Why do we do the transformation of the variable in this proof for Poisson distribution?

Question

I have 2 questions related to this question.

1. Why do we do the transformation for $i$ to $j$ in the form of $i = j+1$ in the 4th line of the equation? It seems to me here like it is either done so that we can get the equation back to original Poisson form with a different variable or to correct for the summation interval. I still cannot intuitively understand it.
2. In the 6th line, it is written as $\lambda\operatorname E((X+1)^{n-1}).$ But I feel like it should be $\lambda\operatorname E((Y+1)^{n-1})$ because did we not transform the variable in the 4th line of the equation

Answer 1

1. It's to get back the Poisson form. The second equality comes from noticing you don't need the $i=0$ term because it's zero. The fourth inequality comes from relabelling to get back the Poisson form in $j$ instead of $i$

2. Yes, but no, but it doesn't matter. The last equality goes from a sum over $j$ to the expectation of a Poisson random variable, and it would be true for any Poisson($\lambda$) random variable; it only depends on the distribution.

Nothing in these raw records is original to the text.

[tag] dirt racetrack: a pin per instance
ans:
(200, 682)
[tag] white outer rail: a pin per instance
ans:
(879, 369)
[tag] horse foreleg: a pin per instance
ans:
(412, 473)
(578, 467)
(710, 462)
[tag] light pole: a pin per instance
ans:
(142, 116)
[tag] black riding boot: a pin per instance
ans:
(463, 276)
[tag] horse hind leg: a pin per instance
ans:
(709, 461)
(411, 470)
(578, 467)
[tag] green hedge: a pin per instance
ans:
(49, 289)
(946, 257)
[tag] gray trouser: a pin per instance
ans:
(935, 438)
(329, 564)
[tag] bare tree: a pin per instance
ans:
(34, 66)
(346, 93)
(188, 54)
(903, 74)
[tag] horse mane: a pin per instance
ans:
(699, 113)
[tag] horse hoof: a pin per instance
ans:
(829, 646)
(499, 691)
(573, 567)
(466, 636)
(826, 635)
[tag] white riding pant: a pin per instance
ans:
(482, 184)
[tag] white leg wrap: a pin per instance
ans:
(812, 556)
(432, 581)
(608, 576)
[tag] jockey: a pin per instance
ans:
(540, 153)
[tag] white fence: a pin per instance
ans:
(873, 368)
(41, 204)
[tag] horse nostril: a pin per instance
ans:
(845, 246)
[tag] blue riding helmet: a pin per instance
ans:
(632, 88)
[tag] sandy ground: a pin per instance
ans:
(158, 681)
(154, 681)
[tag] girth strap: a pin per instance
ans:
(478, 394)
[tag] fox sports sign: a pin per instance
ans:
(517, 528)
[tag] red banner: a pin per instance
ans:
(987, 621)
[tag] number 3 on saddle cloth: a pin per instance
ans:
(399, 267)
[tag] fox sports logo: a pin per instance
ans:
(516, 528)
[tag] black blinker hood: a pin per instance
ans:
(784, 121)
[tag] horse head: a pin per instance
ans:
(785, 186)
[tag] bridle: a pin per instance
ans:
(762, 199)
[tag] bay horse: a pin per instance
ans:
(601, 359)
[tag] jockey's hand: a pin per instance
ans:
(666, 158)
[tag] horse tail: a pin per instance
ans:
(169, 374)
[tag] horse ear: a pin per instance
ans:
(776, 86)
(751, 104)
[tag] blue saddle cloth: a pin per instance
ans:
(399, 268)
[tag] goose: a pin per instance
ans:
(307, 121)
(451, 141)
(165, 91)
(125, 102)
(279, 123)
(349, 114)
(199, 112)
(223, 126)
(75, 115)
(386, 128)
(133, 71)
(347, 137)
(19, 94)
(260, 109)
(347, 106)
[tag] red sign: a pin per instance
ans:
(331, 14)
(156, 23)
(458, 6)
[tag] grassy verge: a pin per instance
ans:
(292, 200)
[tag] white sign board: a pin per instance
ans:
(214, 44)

That is the equality of $E[X^n]$ and $\lambda E[(X+1)^{n+1}]$ doesn't depend on whether $X$ is the same variable in the two expressions. Because it doesn't, you might award math points for using a different letter ($Y$) in the two expressions, even though it doesn't matter. However, the fourth equality holds exactly because $i$ and $j+1$ are always the same, so in fact the two $X$s are the same random variable even though we don't need that fact, so actually you might award math points for calling them both $X$.